At its best, that’s what makes the genre so subversive and unsettling; the idea of murder might make us a bit queasy, but who doesn’t enjoy watching someone stick it to The Man?
Eventually, of course, the trope wore down to cliché. By the time of John Ridley’s novella Stray Dogs (1997), where the plot hinges on a murderous seductress who really wants an amoral drifter to whack her rich husband, the femme fatale teetered on the edge of outright parody, an idiot manipulating other idiots into messy murder. (The movie adaptation of Stray Dogs, directed by Oliver Stone and retitled U-Turn, tumbles right over that particular cliff; critics savaged it as ugly, unfunny comedy.) The decades-long repetition of the core themes—seductress, rich husband, murder, mayhem—dulled us to the subversive nature of the core idea, that society’s richest and most powerful can be brought down with a seductive smile and a well-timed blow with a hammer.

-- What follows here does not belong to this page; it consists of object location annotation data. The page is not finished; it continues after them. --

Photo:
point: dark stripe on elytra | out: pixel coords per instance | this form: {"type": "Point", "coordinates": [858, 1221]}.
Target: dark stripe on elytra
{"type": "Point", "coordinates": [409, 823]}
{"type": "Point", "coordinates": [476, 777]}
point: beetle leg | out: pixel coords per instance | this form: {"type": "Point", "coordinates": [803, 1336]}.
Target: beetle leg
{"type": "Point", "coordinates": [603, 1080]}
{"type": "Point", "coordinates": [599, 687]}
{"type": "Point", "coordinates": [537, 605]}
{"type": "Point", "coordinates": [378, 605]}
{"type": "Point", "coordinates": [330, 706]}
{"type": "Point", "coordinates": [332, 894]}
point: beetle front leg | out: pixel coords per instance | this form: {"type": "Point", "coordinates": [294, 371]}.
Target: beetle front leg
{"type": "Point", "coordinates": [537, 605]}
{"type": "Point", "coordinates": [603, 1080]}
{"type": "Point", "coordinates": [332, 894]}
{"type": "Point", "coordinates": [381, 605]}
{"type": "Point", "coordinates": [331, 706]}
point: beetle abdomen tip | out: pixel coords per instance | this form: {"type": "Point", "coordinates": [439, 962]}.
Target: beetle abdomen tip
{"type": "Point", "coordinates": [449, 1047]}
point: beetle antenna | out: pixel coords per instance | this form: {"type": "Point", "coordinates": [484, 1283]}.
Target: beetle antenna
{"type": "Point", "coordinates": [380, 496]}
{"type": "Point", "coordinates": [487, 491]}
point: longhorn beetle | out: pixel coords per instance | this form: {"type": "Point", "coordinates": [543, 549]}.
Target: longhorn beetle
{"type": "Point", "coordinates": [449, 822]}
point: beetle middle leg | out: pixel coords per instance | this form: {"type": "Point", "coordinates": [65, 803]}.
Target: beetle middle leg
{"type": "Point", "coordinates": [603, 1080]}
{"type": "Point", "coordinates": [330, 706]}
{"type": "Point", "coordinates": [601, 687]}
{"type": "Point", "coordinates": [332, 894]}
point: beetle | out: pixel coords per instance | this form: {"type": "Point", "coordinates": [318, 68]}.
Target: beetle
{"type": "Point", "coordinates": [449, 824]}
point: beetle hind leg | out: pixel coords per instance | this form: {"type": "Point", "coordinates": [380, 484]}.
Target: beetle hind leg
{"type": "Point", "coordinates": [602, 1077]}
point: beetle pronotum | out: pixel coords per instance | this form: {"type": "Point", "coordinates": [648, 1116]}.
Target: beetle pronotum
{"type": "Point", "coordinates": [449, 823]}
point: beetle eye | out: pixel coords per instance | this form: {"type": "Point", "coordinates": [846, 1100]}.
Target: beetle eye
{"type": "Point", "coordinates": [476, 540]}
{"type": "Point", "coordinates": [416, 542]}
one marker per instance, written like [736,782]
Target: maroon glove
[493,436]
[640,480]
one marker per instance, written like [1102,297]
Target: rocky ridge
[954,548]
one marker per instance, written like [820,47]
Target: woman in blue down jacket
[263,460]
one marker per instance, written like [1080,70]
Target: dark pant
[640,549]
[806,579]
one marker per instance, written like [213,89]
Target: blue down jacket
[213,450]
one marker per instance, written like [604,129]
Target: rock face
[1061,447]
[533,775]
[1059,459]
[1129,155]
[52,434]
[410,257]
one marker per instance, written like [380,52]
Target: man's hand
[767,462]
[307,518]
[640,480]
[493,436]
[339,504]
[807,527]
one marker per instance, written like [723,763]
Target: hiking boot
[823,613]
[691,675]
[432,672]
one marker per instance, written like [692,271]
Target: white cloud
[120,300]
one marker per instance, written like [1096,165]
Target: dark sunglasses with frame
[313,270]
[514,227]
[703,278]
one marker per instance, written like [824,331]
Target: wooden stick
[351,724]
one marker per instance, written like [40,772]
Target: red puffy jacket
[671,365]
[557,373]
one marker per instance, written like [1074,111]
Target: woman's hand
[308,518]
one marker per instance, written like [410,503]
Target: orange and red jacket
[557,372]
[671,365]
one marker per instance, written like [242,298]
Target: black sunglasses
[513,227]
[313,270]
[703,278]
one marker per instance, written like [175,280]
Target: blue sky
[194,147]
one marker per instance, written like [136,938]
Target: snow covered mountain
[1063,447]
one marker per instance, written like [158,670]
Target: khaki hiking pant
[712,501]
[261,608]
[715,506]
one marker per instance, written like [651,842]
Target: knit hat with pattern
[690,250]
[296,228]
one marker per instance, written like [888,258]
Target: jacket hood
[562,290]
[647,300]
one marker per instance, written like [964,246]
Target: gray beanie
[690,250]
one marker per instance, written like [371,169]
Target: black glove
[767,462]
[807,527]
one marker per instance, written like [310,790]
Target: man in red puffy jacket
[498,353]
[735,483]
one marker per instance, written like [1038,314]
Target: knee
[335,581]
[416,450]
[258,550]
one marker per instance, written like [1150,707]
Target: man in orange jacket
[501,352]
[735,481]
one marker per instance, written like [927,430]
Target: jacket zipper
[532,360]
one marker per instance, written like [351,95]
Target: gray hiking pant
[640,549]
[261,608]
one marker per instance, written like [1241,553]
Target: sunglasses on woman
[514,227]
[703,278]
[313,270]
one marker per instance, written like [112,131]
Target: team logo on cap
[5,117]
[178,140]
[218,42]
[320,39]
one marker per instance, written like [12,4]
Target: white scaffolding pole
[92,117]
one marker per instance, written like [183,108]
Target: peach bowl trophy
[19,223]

Over the past few years, though, there have been moments where that old energy crackled back to life. For instance: Gillian Flynn’s Gone Girl features Amy, a beautiful, manipulative psychopath who takes out her simmering resentments on her husband in a spectacular way. The genius of Flynn’s book is how it subverts the reader’s expectations, transforming Amy from potential murder victim to murderous manipulator. And unlike the femme fatale of a 1940s novel, you understand Amy’s motivations perfectly—even when she decides to cut a throat. She’s the fear that rests in the heart of every suburban community, a sign that noir still has the power to spark unease among even the most comfortable and satisfied folks.